Scenario 3: Projection Corruption Or Stale Reads

Symptoms:

  • GET /api/v1/projections/health shows stale projections or open failures
  • trace reads return 409 or look incomplete
  • operator console shows replay or digest concerns

Operator flow:

  1. inspect projection health and open failure rows
  2. decide whether catch_up is sufficient or rebuild is safer
  3. run the replay or rebuild with an explicit reason
  4. verify projections return to pending_events = 0
  5. re-read the affected trace or graph surface

Scenario 4: Suspected Event-Log Damage

Symptoms:

  • invalid payload-hash drift
  • impossible trace ordering
  • restore drill or parity behavior suggests source-of-truth damage

Operator flow:

  1. stop writes
  2. preserve the broken database for investigation
  3. restore the latest known-good Postgres backup
  4. restart DecisionGraph
  5. verify health and trace readability
  6. rebuild projections if needed

Never try to repair the event log manually in place unless you are doing deliberate low-level forensics outside the supported operator flow.
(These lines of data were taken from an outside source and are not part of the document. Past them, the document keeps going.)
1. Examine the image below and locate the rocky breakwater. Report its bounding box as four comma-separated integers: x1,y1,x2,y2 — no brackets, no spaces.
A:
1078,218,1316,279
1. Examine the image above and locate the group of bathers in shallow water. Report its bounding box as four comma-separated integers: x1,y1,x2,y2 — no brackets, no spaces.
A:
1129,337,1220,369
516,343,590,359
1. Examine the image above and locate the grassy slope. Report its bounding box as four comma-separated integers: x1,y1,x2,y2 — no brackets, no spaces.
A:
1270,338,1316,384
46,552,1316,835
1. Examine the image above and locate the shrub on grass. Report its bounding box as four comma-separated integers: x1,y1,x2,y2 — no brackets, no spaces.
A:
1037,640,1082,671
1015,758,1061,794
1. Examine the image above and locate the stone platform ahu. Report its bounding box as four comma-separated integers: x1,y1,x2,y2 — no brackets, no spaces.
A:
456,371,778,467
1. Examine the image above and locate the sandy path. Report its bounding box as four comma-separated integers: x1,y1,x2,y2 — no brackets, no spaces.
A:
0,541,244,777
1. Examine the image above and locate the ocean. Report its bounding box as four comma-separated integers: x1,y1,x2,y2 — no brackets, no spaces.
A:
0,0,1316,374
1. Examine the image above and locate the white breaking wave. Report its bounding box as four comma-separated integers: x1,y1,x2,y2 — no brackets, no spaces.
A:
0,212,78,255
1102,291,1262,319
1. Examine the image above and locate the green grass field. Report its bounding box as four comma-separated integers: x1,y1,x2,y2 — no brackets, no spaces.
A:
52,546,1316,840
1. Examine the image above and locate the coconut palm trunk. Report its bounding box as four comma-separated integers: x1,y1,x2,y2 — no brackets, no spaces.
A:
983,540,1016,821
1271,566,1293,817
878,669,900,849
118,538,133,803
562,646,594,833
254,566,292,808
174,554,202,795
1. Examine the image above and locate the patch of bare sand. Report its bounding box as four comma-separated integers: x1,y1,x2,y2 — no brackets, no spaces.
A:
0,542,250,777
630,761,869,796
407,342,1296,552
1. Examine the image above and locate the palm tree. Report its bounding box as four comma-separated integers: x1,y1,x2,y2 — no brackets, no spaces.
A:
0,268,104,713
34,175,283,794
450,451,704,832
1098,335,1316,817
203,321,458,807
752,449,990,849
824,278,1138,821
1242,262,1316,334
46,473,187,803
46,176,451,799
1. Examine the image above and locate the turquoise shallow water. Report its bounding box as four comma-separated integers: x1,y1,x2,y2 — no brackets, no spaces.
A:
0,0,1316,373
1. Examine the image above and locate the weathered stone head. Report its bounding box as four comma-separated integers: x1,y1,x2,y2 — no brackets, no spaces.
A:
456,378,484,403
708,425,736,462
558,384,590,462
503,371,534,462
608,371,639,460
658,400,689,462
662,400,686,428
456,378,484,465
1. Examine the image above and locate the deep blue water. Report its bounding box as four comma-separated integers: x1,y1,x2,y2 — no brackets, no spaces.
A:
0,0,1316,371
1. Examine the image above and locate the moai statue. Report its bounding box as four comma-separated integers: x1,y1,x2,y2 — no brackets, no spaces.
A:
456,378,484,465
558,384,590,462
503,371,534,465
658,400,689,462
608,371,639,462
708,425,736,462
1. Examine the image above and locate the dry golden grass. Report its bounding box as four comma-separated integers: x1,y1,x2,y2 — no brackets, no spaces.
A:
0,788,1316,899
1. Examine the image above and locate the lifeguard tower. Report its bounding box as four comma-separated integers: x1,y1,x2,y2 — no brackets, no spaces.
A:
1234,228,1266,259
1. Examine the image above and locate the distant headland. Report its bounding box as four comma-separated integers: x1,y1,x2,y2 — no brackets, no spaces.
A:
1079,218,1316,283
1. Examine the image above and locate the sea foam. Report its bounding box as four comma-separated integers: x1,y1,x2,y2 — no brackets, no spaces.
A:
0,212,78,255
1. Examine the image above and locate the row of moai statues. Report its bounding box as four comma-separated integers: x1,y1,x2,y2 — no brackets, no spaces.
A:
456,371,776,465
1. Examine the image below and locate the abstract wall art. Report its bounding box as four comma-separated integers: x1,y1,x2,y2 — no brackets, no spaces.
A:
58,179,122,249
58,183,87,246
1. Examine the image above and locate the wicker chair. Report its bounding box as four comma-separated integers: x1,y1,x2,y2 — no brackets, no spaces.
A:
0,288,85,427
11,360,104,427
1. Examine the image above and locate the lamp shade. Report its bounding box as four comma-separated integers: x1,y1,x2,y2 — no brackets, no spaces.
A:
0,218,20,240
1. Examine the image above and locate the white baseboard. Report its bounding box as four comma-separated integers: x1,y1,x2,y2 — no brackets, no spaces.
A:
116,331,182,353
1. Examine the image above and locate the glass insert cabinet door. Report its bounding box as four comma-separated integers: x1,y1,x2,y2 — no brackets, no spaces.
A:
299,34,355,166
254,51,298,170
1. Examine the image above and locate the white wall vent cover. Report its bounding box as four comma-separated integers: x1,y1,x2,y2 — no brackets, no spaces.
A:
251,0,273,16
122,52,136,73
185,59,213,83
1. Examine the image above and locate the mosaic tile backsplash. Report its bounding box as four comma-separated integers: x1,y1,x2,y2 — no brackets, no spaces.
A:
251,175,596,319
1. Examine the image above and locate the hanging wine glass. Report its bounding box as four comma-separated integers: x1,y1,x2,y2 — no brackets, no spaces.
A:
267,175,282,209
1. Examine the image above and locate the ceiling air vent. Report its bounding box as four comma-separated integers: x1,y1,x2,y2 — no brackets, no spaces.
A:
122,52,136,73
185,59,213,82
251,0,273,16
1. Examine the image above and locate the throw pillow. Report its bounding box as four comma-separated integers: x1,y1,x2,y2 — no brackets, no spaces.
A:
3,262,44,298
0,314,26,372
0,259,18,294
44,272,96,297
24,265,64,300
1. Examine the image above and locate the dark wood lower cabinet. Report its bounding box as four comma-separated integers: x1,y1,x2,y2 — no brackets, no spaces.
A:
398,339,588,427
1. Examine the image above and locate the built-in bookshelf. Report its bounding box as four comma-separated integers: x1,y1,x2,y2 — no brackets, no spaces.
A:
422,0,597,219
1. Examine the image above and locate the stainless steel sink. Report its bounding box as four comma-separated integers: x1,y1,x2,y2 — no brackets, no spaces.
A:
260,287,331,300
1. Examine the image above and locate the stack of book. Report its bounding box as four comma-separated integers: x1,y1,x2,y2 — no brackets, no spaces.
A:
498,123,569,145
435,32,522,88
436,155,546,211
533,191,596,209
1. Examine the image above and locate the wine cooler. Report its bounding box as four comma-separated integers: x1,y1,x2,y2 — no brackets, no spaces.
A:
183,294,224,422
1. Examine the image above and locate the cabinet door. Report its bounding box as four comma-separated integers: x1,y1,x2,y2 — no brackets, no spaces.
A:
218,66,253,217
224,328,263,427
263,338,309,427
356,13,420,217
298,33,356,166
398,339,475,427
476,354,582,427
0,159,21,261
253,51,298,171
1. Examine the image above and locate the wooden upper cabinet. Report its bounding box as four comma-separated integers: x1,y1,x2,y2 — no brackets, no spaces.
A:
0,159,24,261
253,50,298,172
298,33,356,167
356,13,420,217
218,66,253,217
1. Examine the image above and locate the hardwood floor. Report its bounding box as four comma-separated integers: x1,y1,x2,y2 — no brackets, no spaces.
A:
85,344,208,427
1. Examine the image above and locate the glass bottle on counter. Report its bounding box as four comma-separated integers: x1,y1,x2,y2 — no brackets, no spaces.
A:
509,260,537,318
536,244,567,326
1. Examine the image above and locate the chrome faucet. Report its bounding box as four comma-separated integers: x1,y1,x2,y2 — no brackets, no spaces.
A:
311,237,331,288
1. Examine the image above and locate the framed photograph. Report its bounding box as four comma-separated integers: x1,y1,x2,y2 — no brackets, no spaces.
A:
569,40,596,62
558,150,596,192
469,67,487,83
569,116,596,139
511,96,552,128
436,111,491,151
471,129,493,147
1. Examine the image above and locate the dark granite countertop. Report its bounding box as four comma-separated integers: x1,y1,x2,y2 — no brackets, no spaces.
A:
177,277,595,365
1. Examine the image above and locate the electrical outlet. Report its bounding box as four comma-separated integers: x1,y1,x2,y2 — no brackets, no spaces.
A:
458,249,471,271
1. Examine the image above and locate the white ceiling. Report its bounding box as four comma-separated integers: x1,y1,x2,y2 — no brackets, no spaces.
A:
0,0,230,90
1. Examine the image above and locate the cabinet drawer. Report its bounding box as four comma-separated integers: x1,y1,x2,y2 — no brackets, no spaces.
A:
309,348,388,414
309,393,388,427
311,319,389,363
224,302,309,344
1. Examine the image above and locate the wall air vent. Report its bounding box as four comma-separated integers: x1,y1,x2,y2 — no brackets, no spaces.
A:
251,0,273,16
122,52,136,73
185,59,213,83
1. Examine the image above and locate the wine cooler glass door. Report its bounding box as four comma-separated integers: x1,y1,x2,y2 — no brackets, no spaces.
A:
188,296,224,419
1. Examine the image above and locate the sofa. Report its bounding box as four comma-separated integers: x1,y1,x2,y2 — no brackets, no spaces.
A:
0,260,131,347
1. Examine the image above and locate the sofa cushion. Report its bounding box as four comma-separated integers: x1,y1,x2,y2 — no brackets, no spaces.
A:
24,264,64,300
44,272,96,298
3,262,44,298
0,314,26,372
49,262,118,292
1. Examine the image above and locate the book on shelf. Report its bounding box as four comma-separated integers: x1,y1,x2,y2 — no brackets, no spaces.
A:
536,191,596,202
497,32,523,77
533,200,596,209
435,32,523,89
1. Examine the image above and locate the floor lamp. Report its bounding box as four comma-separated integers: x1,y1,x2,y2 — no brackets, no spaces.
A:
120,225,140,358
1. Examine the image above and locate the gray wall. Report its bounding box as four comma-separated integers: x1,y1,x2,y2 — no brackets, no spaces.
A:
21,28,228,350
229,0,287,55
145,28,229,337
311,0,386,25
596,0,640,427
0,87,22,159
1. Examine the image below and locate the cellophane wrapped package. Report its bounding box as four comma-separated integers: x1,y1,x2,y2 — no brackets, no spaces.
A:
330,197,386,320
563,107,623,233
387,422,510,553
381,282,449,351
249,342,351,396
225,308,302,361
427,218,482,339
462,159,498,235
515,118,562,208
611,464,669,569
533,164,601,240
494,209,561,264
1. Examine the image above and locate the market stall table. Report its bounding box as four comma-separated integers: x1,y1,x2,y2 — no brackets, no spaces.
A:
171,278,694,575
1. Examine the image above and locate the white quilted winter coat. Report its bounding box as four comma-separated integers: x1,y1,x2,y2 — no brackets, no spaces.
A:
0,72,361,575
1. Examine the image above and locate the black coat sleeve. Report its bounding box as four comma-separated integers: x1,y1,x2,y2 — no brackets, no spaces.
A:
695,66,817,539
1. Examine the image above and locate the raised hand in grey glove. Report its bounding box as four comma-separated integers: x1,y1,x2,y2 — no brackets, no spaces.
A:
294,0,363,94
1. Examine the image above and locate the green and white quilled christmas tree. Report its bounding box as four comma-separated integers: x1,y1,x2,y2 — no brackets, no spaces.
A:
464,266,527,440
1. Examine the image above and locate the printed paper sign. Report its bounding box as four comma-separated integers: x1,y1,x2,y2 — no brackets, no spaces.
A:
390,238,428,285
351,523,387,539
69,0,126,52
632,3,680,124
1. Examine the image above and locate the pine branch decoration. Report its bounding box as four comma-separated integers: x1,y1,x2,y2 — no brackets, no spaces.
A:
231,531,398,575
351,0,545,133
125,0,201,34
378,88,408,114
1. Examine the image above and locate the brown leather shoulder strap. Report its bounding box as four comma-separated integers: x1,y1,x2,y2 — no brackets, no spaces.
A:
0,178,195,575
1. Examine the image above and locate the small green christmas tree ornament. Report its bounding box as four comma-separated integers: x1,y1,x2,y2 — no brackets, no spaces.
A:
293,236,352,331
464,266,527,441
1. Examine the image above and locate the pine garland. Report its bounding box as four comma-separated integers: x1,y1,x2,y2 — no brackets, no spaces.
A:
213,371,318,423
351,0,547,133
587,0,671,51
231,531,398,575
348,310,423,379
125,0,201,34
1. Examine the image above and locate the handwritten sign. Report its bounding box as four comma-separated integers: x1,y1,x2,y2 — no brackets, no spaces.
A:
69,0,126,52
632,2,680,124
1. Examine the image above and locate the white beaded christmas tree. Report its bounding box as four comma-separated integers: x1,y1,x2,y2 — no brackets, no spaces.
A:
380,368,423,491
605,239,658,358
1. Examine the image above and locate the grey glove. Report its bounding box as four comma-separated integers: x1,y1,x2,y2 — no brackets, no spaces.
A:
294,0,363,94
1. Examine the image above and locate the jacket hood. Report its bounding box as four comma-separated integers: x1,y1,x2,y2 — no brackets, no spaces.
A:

Scenario 5: Failed Upgrade

Symptoms:

  • the new release boots but smoke checks fail
  • migrations succeed but core reads or projection health regress

Operator flow:

  1. stop the upgraded runtime
  2. restore the pre-upgrade backup
  3. return to the previous known-good source release or git SHA
  4. restart the runtime
  5. re-run smoke tests

This is the official rollback model.

Manual Actions That Are Still Required

Phase 8 is honest about what is still operator-driven:

  • deciding whether a replay run left behind after a crash should be ignored, retried, or replaced with rebuild
  • deciding whether a projection problem is semantic or transient
  • restoring the correct backup artifact after failed upgrades
  • maintaining and testing service-account configuration for non-dev installs

Recovery Checklist

Use the detailed checklist in:

  • docs/operations/RESTART_AND_RECOVERY_CHECKLIST.md

That checklist is the operational gate for declaring the node healthy again.